Des drones détectés au-dessus de sites européens
Une nouvelle affaire de survol illégal par un drone non identifié secoue l’Italie et les institutions européennes. Le Centre commun de recherche (JRC) de la Commission européenne, situé à Ispra, en Lombardie, en a été la cible à cinq reprises en moins d’une semaine. Les premiers éléments pointent vers une origine russe. Et ce n’est pas une première. Le cœur technologique de l’Union européenne a-t-il été observé par un œil mécanique venu de l’Est ? C’est ce que redoutent les autorités italiennes, après la détection de cinq survols distincts en l’espace de cinq à six jours, début mars 2025.

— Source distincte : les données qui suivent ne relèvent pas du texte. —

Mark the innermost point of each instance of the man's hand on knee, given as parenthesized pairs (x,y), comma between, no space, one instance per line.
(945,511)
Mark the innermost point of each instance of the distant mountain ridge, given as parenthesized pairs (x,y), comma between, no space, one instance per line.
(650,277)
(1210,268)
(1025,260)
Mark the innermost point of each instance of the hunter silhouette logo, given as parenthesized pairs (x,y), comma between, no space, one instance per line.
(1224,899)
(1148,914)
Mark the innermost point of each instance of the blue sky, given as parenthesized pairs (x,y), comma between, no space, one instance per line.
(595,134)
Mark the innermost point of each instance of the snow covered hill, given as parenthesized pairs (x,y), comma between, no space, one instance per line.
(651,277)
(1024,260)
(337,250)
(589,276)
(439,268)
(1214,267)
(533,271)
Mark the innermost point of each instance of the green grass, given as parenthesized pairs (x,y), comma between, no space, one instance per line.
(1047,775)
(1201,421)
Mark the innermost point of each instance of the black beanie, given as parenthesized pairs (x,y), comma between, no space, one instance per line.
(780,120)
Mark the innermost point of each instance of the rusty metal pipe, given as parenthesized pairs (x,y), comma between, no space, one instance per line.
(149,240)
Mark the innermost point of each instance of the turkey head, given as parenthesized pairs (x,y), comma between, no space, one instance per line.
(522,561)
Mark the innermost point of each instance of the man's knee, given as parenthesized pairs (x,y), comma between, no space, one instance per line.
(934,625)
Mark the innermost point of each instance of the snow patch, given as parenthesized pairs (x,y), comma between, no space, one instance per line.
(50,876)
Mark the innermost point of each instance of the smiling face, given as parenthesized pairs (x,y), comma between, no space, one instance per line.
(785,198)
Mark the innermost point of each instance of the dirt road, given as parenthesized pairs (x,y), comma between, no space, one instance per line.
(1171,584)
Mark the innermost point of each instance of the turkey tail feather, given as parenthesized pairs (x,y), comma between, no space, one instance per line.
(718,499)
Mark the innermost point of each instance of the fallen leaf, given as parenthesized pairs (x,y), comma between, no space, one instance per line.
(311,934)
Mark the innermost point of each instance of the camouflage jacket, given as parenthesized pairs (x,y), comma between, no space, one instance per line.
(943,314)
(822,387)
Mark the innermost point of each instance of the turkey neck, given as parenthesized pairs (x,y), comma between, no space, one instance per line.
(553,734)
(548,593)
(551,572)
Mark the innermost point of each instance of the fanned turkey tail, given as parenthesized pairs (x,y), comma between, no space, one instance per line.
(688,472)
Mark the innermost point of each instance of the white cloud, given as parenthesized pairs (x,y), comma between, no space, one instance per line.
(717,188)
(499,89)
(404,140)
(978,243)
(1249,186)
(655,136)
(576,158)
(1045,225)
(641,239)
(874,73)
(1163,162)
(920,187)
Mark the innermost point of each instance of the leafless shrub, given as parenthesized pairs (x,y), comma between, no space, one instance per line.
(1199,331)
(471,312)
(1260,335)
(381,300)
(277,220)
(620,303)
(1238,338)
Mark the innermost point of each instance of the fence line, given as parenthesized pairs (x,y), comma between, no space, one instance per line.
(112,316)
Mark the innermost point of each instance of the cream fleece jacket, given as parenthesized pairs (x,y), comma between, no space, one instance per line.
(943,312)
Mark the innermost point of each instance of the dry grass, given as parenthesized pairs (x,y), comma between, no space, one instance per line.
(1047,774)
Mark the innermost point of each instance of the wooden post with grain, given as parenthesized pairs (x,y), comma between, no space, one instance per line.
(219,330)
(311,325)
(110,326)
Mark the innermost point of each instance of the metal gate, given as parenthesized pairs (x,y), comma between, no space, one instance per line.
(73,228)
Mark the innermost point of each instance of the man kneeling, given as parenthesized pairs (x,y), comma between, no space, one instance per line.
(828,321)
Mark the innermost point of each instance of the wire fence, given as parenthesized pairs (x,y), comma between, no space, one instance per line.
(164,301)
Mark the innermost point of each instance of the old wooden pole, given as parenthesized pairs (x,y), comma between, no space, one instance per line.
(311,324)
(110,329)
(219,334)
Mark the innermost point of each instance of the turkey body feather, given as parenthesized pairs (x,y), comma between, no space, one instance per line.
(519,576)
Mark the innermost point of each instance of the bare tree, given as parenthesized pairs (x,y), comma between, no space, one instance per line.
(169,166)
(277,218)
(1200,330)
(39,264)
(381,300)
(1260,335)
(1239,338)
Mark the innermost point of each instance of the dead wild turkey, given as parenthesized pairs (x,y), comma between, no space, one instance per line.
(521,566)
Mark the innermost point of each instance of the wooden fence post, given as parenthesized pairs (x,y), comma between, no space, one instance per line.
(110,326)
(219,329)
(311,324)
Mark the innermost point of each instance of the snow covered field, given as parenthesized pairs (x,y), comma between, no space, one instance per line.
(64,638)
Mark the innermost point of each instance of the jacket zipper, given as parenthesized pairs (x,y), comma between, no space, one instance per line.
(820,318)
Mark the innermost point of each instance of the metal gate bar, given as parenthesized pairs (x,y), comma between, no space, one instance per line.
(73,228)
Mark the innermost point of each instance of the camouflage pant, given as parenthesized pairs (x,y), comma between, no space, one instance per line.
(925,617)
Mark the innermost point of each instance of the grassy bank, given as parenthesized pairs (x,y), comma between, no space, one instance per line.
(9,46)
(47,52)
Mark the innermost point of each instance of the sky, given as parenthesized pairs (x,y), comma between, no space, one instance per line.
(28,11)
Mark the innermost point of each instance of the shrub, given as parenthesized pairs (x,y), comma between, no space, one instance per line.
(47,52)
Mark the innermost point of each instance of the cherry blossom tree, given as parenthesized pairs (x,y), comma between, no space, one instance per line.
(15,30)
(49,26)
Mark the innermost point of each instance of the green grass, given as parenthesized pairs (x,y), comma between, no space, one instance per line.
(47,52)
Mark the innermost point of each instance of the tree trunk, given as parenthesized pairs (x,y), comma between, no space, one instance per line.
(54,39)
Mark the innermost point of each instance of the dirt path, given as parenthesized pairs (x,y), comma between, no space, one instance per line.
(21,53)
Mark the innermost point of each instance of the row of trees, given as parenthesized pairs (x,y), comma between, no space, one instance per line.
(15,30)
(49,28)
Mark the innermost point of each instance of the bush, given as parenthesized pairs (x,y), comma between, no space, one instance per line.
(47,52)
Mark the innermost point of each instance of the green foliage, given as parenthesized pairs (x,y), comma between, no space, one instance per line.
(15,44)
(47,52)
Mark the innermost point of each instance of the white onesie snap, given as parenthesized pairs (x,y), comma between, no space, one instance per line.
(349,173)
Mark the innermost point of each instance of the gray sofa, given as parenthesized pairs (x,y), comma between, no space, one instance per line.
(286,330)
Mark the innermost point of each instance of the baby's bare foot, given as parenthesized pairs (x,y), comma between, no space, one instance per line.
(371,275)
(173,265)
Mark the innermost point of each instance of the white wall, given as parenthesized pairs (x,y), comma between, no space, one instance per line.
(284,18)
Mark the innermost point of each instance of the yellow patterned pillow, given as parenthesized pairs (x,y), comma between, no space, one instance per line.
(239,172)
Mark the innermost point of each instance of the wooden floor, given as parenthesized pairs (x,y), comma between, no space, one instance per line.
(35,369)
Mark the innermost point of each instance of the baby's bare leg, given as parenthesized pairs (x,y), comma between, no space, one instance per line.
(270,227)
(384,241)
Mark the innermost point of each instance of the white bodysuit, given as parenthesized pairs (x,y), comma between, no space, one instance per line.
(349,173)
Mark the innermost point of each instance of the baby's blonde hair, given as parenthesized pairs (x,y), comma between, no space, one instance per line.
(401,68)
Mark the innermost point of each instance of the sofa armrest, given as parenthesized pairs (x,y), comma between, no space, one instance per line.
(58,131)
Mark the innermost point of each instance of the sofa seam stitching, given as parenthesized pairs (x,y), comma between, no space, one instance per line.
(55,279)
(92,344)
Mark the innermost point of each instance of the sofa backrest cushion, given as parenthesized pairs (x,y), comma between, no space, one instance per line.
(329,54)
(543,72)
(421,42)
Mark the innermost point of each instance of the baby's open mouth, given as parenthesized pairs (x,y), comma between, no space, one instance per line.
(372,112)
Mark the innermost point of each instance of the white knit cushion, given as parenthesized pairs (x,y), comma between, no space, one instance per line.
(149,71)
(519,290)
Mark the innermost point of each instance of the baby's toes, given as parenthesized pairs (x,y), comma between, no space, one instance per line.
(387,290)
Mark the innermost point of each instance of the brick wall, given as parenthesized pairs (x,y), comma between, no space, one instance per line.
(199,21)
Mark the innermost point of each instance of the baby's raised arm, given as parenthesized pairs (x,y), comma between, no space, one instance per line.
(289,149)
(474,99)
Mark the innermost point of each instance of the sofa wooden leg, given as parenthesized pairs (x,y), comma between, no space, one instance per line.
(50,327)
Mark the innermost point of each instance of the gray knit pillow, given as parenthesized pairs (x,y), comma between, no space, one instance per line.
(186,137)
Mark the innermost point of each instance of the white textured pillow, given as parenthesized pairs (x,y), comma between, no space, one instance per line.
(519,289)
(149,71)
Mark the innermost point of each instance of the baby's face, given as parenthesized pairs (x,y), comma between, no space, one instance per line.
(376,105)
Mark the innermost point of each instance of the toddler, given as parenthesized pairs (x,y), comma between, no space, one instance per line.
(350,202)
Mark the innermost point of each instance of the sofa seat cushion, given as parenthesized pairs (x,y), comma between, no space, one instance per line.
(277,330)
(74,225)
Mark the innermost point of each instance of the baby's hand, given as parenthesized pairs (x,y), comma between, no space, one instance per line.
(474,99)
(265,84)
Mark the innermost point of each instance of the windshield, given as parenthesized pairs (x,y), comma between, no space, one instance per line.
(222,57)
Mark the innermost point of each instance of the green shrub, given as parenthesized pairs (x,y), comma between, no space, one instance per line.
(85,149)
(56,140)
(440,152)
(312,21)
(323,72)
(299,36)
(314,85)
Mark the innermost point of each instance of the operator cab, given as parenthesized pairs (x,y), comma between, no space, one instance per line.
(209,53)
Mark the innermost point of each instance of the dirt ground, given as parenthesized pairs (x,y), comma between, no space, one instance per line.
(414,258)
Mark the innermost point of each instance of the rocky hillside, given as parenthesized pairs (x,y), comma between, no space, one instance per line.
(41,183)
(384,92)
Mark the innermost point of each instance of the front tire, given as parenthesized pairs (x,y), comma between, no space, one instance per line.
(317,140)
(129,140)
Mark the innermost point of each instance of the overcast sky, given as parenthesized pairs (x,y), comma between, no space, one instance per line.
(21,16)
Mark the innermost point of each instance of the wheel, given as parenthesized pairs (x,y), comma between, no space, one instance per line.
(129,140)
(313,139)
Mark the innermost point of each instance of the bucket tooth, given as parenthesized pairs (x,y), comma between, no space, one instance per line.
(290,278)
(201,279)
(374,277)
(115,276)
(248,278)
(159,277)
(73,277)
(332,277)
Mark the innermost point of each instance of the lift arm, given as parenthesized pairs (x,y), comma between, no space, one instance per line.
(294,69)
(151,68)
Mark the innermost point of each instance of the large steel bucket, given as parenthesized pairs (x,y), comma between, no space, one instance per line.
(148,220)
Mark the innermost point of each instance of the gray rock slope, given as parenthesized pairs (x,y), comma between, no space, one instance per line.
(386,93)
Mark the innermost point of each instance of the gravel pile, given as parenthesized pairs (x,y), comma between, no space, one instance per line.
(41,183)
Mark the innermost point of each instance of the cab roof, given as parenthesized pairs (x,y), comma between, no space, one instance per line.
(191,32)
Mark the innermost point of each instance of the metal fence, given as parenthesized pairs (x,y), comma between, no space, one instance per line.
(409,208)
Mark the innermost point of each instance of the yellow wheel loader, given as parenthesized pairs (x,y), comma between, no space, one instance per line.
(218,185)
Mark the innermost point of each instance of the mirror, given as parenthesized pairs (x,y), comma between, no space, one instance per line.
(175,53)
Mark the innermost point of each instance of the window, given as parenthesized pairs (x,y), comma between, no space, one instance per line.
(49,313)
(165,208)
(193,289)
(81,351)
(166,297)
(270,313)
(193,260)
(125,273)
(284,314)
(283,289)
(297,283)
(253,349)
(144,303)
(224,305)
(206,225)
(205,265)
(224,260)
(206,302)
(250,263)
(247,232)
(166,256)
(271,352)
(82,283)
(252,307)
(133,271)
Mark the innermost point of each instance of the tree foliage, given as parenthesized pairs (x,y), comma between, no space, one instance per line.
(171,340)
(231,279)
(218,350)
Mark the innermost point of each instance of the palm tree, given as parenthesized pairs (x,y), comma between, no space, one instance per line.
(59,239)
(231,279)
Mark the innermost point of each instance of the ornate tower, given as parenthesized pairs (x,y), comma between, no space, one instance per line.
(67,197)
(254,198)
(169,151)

L’engin, non visible à l’œil nu, a été repéré par les capteurs électromagnétiques du Centre commun de recherche (JRC), une structure stratégique placée sous la tutelle de la Commission européenne. Ces capteurs, capables de scruter des fréquences radio spécifiques, ont identifié une signature propre aux technologies russes, selon un rapport de la police scientifique italienne.
Et ce n’est pas un hasard si Ispra attire ce type d’attention : ce complexe mène actuellement un projet européen de détection et de neutralisation de drones d’espionnage, tout en abritant des données classifiées liées à la cybersécurité et à la défense civile. En bref : une cible de choix.
Un espace aérien interdit, violé sans opposition
À Ispra, la zone de sécurité aérienne est pourtant classée no-fly zone, une restriction adoptée en raison de la présence d’infrastructures sensibles. À quelques kilomètres à peine, les usines du groupe Leonardo, géant italien de l’aéronautique et de la défense, développent des systèmes embarqués pour l’aviation militaire et les communications cryptées.
Selon plusieurs médias, le drone était probablement équipé de caméras thermiques, de dispositifs infrarouges et d’outils de cartographie 3D. Le tout dans un silence absolu. Le parquet de Milan vient d’ouvrir une enquête antiterroriste, mobilisant le pool de magistrats spécialisés. La police nationale, la Guardia di Finanza et les services de renseignement civil (AISI) sont sur les rangs. Pour l’heure, aucune revendication, aucun fragment de l’appareil, aucune preuve formelle n’a été retrouvée. Seulement une signature technique : russe.
Ce n’est pas la première fois que des drones d’origine russe sont repérés aux abords d’infrastructures européennes sensibles. Déjà en 2024, plusieurs cas suspects avaient été recensés près de bases militaires norvégiennes et de dépôts de gaz naturel en Allemagne.